A conversation that happens over and over again in India is whether English is to be given importance or not. A few days ago in a passionate and well reasoned out Facebook post, Bengali Dalit writer, Manoranjan Byapari wrote saying that he did not quite agree with his fellow writer from Telengana, Kancha Ilaiah with regard to the status English was to be accorded. Apparently at a recent literary festival where the two writers had been invited to a panel discussion together, Kancha Ilaiah asserted that every Dalit should learn English. In fact he said English should be taught along with the regional language in primary school. Kancha Ilaiah’s rationale being that having written in English his books had been published worldwide and the issues he raised, given due hearing. Whereas Manoranjan Byapari disagreed saying that a Dalit is inevitably so impoverished that he is often wondering where his next meal will come from or worried about the roof over his head, he can be least bothered with English, a Gentleman’s language. So he was not in favour of the imposition of a foreign language along with the mother tongue in schools. Ironically Manoranjan Byapari’s original post was written in Bengali but was accessed, circulated and discussed once it had been translated into English by Arunava Sinha and shared on his Facebook wall.
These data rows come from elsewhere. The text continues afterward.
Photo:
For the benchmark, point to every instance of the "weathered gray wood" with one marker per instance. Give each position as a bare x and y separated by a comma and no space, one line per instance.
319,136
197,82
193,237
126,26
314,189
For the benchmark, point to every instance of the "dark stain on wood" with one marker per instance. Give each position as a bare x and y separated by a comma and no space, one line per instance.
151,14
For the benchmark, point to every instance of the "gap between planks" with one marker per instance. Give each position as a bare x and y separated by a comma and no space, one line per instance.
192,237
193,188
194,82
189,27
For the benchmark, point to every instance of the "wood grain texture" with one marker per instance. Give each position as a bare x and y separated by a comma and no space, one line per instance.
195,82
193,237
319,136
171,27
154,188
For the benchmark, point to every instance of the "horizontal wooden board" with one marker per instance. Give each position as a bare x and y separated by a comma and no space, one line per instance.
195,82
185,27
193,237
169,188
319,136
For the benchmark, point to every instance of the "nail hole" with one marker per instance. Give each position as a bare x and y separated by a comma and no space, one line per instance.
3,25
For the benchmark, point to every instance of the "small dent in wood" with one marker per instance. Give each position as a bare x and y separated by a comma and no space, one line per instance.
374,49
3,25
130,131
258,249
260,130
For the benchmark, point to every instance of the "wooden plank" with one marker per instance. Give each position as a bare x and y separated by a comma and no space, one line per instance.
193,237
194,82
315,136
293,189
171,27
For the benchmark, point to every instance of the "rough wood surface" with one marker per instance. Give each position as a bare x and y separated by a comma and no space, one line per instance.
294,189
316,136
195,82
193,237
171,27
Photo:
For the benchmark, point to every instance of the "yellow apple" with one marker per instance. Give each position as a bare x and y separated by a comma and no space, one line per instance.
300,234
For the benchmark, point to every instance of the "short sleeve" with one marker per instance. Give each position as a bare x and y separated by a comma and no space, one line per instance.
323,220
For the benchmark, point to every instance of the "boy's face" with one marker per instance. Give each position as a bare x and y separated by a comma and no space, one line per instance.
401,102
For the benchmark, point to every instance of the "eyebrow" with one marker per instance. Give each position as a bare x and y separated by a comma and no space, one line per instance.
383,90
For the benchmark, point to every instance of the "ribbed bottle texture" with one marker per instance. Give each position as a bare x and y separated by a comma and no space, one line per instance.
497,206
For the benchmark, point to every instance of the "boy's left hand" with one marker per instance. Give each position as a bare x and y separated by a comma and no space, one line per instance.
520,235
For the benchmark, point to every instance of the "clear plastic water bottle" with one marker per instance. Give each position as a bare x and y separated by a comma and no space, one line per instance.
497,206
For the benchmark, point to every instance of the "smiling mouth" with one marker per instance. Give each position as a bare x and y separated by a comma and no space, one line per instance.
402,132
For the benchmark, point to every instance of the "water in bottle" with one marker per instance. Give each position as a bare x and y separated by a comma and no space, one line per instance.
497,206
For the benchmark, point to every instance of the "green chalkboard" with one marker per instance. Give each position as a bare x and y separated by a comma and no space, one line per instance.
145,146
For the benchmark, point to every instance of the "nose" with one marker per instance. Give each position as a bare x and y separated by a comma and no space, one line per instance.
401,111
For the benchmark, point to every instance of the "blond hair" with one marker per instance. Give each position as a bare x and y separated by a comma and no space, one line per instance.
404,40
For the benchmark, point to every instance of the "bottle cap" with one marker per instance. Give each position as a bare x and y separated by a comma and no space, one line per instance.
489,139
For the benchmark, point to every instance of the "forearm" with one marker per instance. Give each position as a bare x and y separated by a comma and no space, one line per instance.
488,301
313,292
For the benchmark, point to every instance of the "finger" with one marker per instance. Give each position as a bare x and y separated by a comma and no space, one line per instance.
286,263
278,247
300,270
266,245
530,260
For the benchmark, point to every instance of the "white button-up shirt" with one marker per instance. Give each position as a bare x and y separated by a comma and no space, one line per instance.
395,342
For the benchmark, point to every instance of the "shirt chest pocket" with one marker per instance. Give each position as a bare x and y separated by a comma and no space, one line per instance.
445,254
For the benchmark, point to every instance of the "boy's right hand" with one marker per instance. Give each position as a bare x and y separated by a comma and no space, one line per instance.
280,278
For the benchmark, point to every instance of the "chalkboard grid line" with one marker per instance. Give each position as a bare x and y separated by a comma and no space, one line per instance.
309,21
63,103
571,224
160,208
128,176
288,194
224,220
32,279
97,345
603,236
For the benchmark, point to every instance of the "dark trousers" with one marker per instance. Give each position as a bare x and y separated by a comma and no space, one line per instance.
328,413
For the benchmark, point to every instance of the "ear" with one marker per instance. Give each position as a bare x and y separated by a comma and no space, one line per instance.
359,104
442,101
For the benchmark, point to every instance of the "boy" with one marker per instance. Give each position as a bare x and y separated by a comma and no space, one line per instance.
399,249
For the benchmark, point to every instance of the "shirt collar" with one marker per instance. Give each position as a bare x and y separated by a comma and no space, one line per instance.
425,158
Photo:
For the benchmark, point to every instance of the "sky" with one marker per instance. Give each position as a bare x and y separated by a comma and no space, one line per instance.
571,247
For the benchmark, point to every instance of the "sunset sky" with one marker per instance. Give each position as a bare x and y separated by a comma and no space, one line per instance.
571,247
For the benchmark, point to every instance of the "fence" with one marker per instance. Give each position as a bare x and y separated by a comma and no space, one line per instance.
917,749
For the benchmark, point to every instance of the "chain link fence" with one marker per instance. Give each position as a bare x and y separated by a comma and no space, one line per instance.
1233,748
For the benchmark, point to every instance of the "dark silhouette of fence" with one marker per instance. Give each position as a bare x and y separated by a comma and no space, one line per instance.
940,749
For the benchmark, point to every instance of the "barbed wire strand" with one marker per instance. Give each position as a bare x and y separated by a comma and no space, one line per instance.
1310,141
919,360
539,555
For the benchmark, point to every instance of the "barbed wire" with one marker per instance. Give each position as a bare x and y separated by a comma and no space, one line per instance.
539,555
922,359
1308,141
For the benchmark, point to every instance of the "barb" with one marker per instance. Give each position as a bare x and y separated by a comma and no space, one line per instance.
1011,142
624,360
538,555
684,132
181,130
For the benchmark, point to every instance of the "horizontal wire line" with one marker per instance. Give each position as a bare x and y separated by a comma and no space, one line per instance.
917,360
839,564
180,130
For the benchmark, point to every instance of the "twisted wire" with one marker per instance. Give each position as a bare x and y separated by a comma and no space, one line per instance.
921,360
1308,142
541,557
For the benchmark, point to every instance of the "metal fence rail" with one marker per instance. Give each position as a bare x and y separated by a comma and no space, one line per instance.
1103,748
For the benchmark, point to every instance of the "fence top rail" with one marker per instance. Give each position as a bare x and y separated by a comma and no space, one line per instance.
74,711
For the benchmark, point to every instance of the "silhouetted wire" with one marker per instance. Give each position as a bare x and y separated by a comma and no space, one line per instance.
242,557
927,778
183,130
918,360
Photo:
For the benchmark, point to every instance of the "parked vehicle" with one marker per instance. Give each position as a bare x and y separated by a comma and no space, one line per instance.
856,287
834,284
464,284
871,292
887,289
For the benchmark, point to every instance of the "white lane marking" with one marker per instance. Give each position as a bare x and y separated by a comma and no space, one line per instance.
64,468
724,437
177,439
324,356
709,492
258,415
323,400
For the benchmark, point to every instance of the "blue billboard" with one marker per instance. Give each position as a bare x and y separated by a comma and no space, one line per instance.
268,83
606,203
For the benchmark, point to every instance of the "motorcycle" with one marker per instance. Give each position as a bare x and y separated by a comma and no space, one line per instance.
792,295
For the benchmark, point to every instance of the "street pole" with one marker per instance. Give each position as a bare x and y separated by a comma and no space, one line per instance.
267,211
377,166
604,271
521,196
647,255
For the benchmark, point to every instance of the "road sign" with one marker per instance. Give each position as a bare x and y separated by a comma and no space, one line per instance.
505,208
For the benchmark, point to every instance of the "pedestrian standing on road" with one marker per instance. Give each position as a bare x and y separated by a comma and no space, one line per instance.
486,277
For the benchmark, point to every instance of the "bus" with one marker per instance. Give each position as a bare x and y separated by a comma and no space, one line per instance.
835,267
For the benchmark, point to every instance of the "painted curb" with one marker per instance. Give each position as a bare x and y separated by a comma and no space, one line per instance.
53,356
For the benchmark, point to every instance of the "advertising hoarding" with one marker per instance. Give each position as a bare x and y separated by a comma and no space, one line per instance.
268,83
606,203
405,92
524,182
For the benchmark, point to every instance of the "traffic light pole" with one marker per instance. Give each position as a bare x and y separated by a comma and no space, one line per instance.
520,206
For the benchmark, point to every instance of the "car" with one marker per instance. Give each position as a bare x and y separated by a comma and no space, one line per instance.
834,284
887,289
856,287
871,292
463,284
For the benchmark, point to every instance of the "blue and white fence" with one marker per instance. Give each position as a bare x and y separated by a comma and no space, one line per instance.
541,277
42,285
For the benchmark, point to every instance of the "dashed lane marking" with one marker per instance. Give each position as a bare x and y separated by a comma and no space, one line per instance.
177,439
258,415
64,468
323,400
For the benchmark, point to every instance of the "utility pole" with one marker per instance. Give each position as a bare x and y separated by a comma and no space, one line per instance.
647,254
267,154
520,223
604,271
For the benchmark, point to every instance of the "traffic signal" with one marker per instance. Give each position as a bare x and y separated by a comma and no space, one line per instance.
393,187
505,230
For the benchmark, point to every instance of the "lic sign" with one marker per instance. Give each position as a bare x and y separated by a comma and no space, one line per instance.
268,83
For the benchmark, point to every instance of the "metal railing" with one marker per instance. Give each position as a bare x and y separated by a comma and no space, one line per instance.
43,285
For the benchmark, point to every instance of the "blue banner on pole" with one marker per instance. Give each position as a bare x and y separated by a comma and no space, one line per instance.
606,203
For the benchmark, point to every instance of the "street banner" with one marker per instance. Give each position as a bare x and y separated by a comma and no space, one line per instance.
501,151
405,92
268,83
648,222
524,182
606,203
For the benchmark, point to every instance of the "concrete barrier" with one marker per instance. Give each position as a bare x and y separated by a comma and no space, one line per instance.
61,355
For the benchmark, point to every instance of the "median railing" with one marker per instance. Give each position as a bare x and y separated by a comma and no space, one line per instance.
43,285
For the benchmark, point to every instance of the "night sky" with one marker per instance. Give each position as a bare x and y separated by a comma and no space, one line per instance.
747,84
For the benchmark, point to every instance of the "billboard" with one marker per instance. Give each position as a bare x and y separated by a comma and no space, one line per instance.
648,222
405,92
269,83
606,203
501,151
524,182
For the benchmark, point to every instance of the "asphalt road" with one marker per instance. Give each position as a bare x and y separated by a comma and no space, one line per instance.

This particular post of Manoranjan Byapari written in Bengali and translated in English has been shared many times. It has become the focus of many animated and fascinating conversations about languages, mother tongue and of course, English. While all the discussions have raised very valid points, it is perhaps advisable to familiarise oneself with the sentiments of the younger generation. Indians below 25 years old constitute nearly 50% of the population. Award-winning journalist Snigdha Poonam’s book Dreamers which profiles the twenty-year-olds in India’s small towns has a chapter entitled “The English Man”. It is about a former cowherd/milkman called Moin Khan who realises that English is the way ahead. At the age of seventeen he had never spoken or read English but a decade later he was conducting “coaching classes” to learn the language. Like Moin, there were many others of his generation, who have recognised the critical importance of learning English, it is the language of socio-economic and legal affairs. So knowing English is acquiring a value-added skill and will be the preferred language of communication as opposed to those who prefer to rely solely upon their mother tongue. And in order for a language to survive, it must be spoken, otherwise it will become endangered and finally die. But as Snigdha Poonam highlights in Dreamers English is rapidly perceived as the language of social aspiration and economic freedom and thus learned by the young adults.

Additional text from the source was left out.